Practical Takeaways: How to Position in a Rally With Bad Breadth

Both Citi and Goldman are essentially saying the same thing in different language: the rally is real, but it's fragile. Here's how to translate that into actionable thinking:

  • Don't short into momentum. Goldman explicitly says not to fight this move higher. Shorting into a liquidity-driven, leverage-fuelled rally is expensive even when you're eventually right.
  • Watch the 10-year yield. A sustained break above 4.6% is the clearest technical trigger for equity market stress. Set that as your monitoring level.
  • Monitor buyback activity in earnings calls. Companies that are cutting buybacks to fund capex are removing a structural support from their own stock price. Adjust valuation assumptions accordingly.
  • Look at software selectively. The hardware cycle is mature; software is where lagging valuations and eventual capital rotation intersect. But stock-picking matters — not all software companies benefit equally from AI infrastructure spending.
  • Treat IPO enthusiasm as a sentiment barometer. The way Cerebrus trades over the next 30 days will tell you a lot about retail risk appetite heading into the SpaceX listing.

The market isn't broken. But it's running on narrowing foundations. That's not a reason to sit on the sidelines — it's a reason to be more deliberate about what you own and why.


Frequently Asked Questions

What are Citi and Goldman actually warning about?

Both institutions flagged different but related concerns. Citi highlighted dollar strength, overbought technical conditions in tech, and a potential sector rotation signal from Applied Materials' muted post-earnings reaction. Goldman focused on dangerously concentrated momentum trading in AI names, record-high tech exposure, near-record-low market breadth, and a collapse in corporate buyback activity. Neither bank is calling a market crash — both are signalling that the rally is becoming increasingly fragile and narrow.

Should I be selling tech stocks based on these warnings?

Not necessarily. Goldman explicitly advised against fighting the current move higher.

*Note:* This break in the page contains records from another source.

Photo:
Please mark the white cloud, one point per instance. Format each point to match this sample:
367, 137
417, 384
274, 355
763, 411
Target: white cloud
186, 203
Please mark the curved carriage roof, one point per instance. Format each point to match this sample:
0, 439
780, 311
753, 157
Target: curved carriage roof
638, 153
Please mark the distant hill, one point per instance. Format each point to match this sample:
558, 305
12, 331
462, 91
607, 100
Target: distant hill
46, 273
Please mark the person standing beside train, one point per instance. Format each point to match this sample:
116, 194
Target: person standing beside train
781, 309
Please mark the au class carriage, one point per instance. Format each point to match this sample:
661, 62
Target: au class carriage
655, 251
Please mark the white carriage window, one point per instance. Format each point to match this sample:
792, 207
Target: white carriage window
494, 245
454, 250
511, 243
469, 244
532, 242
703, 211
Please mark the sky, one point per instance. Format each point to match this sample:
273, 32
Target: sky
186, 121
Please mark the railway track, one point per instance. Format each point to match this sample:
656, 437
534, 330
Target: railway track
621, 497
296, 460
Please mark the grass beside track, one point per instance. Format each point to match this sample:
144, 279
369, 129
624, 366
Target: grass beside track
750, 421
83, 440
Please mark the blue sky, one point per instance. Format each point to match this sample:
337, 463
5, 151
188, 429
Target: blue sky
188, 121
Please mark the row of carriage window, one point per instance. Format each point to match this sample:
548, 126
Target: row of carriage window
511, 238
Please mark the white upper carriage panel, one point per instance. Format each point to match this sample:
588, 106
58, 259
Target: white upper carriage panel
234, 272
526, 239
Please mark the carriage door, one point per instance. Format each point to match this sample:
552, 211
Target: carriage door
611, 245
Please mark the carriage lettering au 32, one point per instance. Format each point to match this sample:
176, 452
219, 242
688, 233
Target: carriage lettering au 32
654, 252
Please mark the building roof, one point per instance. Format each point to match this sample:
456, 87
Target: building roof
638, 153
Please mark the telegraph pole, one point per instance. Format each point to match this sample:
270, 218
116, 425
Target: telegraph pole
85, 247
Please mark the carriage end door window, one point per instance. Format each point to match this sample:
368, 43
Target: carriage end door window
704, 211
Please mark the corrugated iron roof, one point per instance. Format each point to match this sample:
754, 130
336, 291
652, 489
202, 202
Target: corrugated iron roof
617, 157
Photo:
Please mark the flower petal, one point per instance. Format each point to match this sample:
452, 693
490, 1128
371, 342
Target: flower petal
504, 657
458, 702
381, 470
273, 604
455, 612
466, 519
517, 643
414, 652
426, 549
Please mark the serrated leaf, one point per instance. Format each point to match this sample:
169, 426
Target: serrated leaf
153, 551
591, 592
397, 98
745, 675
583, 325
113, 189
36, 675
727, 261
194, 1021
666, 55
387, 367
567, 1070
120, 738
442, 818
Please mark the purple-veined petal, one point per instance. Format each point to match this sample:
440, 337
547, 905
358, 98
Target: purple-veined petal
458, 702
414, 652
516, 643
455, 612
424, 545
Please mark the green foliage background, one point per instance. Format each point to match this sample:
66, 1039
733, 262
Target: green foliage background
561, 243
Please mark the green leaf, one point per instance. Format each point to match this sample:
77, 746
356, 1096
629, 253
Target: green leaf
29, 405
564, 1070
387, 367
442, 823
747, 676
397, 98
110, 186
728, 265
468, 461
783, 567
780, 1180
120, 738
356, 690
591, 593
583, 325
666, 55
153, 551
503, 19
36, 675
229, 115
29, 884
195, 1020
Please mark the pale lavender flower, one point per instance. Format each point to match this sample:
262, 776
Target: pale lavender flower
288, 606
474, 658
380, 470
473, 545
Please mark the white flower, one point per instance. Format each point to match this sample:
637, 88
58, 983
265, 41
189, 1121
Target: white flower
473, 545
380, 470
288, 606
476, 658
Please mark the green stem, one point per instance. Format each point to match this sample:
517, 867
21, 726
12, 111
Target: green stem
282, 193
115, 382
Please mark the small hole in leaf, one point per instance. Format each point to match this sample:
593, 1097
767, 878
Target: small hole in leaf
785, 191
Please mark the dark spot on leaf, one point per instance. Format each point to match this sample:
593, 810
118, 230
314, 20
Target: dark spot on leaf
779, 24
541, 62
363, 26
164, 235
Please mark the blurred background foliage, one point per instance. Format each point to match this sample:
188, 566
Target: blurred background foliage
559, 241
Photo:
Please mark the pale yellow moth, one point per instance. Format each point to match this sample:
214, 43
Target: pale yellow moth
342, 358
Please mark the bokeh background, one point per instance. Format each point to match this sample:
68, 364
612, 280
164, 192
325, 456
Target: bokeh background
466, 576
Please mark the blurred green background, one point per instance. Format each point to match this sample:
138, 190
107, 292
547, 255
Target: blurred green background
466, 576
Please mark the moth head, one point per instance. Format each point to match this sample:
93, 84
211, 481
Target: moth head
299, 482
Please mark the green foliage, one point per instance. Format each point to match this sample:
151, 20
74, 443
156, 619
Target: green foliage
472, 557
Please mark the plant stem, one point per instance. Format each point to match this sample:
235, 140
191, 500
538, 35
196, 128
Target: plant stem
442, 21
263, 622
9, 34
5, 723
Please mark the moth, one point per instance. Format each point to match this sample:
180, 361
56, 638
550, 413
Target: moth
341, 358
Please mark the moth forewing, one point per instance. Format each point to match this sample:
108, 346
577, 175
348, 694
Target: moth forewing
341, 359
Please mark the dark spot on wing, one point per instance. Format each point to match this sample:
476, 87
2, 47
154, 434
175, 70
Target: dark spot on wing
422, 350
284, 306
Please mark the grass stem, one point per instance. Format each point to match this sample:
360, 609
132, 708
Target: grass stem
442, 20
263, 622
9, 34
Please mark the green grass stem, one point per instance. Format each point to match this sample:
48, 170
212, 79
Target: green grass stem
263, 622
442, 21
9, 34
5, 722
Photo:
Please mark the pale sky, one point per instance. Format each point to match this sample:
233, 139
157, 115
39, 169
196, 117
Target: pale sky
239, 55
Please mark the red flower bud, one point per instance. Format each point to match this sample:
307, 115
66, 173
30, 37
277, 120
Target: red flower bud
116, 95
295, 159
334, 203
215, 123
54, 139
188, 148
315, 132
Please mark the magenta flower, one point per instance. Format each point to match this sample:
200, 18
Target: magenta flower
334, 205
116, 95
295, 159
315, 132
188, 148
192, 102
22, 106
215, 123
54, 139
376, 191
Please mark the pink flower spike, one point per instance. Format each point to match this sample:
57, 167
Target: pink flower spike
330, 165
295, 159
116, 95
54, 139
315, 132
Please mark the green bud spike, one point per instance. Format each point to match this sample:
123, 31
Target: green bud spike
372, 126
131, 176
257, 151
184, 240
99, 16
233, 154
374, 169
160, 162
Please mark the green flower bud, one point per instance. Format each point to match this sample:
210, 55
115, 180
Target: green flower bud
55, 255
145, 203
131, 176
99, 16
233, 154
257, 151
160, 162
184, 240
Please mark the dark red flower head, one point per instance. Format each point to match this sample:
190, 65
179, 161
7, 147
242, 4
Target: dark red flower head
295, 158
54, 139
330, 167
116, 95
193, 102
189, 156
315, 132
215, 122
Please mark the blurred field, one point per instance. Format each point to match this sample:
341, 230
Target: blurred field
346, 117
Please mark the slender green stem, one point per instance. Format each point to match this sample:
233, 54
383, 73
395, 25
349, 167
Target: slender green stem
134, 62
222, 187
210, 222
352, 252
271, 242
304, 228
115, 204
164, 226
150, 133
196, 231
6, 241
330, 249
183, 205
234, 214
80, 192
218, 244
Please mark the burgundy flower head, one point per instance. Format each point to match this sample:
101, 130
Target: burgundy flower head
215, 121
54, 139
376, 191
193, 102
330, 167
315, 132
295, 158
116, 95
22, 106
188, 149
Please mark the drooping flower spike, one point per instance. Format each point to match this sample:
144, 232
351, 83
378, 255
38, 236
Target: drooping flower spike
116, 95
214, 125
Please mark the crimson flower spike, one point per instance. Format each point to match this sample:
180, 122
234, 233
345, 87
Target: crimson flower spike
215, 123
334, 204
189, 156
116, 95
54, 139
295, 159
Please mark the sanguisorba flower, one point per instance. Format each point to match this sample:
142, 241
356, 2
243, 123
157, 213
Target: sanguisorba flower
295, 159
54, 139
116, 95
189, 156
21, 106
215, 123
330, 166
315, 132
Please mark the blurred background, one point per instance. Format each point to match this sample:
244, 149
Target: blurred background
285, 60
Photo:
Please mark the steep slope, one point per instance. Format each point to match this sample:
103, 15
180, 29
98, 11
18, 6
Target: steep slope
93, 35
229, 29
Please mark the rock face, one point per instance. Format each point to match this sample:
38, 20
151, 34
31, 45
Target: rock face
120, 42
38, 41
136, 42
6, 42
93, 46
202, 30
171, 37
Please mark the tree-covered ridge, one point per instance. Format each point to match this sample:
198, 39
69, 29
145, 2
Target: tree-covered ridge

The more useful takeaway is to audit your tech exposure for concentration risk, pay attention to whether individual names are still reacting positively to good earnings (if not, that's a red flag), and consider whether your portfolio has any exposure to the software and financial sectors that have lagged the hardware-driven rally and may be the next rotation target.

How does the SpaceX IPO affect the broader stock market?

The SpaceX IPO is significant for several reasons beyond the listing itself. At a potential $80–100 billion raise, it would be one of the largest IPOs in history. Institutional pre-positioning is already underway, with BlackRock reportedly seeking an allocation. The wealth effect from a successful SpaceX IPO — combined with the company's xAI data centre revenue from Anthropic — could provide the liquidity and sentiment boost needed to extend the AI investment cycle into software and adjacent sectors through the second half of 2025.

What does 'market breadth' mean and why does it matter right now?

Market breadth refers to how many individual stocks are participating in a market move versus just a handful of large-cap names driving the index. When breadth is poor — as Goldman notes it currently is, at its worst since late 2022 — it means the headline index gains are misleading. Most stocks aren't rallying; a concentrated group is pulling the average up. Historically, poor breadth in a rising market precedes corrections or significant rotations, because once the leading names stall or pull back, there's no broad base of strength to absorb the selling.